Five tobacco companies filed a lawsuit
Tuesday against the federal government, claiming that government-required
graphic warning labels on cigarette packages are unconstitutional and that they
violate their rights.
"The primary complaint is that we
think it violates the First Amendment for the government to require people who
produce a lawful product to essentially urge prospective purchasers not to buy
it," First Amendment case expert Floyd Abrams said.
The lawsuit was filed
in the U.S. District Court for the District of Columbia.
R.J. Reynolds, Lorillard, Commonwealth, Liggett, and Santa Fee Natural Tobacco
are suing the Food and Drug Administration, FDA chief Margaret Hamburg, and
Health and Human Services Secretary Kathleen Sebelius.
The FDA, to the companies' despair,
revealed nine new warning labels in June.
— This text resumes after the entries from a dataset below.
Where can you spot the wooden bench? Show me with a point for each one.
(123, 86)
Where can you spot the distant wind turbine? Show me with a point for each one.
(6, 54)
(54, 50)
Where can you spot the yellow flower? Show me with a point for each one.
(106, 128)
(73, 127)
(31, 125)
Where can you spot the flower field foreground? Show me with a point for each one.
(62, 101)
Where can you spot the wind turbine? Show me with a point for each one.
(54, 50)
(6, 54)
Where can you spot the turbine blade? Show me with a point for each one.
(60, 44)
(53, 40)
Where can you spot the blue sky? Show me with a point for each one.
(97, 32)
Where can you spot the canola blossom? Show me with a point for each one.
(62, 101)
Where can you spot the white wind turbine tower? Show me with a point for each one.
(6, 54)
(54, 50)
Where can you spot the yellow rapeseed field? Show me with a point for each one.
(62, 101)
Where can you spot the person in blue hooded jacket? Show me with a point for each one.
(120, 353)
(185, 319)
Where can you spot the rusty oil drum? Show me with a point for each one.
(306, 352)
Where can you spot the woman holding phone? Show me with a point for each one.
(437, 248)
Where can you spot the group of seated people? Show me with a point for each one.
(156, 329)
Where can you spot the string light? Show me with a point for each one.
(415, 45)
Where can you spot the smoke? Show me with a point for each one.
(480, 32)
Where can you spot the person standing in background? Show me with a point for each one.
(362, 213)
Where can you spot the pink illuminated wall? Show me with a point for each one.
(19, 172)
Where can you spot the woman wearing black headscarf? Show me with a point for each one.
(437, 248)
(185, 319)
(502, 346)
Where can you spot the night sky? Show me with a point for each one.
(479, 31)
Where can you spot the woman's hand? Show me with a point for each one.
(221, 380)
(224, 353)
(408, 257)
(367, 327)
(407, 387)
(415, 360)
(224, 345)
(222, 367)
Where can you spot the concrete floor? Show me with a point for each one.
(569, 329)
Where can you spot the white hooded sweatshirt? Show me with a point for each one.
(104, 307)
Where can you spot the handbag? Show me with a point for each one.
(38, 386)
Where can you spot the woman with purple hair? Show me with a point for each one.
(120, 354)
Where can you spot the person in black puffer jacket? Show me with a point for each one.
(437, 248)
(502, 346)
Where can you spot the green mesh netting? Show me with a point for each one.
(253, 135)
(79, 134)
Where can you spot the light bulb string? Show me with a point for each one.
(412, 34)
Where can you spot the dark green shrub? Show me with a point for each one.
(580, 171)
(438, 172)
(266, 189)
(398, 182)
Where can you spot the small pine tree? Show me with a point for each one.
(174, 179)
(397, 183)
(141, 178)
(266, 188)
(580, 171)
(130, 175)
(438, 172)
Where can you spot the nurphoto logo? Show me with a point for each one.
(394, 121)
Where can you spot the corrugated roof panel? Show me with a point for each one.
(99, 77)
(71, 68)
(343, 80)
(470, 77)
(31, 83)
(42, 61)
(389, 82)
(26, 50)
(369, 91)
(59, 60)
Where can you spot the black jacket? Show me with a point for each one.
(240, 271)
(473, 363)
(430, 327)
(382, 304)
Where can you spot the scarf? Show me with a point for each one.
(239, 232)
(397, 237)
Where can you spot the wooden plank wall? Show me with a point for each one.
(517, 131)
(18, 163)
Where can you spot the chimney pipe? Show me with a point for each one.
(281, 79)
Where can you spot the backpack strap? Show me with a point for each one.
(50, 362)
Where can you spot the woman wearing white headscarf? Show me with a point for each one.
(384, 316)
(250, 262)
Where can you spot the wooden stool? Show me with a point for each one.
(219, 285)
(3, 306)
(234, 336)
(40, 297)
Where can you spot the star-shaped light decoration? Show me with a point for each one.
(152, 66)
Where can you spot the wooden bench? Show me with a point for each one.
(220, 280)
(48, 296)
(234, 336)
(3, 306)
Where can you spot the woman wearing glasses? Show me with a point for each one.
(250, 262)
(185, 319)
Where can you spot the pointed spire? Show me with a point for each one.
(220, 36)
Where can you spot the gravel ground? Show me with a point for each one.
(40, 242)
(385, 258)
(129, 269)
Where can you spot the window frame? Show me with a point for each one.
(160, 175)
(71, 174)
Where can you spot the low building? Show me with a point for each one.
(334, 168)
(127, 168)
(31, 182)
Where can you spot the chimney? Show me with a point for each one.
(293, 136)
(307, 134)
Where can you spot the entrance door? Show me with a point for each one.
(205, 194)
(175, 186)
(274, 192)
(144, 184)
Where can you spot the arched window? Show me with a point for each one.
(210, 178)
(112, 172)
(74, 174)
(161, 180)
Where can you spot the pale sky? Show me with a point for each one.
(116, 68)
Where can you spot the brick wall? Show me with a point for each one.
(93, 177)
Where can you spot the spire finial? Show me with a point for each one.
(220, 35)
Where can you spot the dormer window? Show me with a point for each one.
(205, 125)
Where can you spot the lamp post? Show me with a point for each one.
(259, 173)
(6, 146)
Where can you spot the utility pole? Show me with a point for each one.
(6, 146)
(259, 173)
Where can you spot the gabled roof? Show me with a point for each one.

The warning labels include a
phone number for those who wish to quit, 1-800-QUIT-NOW.
The FDA said that cigarette packages
will display one of those new labels on half of each package September 2012.
Abrams says the tobacco companies don't
have a problem with the written wording required by the latest FDA ruling.
Abrams said that "The government
has lot of power to require warnings, but it doesn't require half of a
cigarette pack to scream out, 'Don't buy this product!," CNN reported.
"What is at issue is putting photographs of diseased people on every
cigarette pack, include a phone number, and ask people to stop smoking. It's
the direct advocacy to not buy the product, as opposed to a straightforward
warning," he added.
Tobacco use, the leading cause of both
premature and preventable death in the United States, kills almost half a
million people each year, the FDA said on its Web site.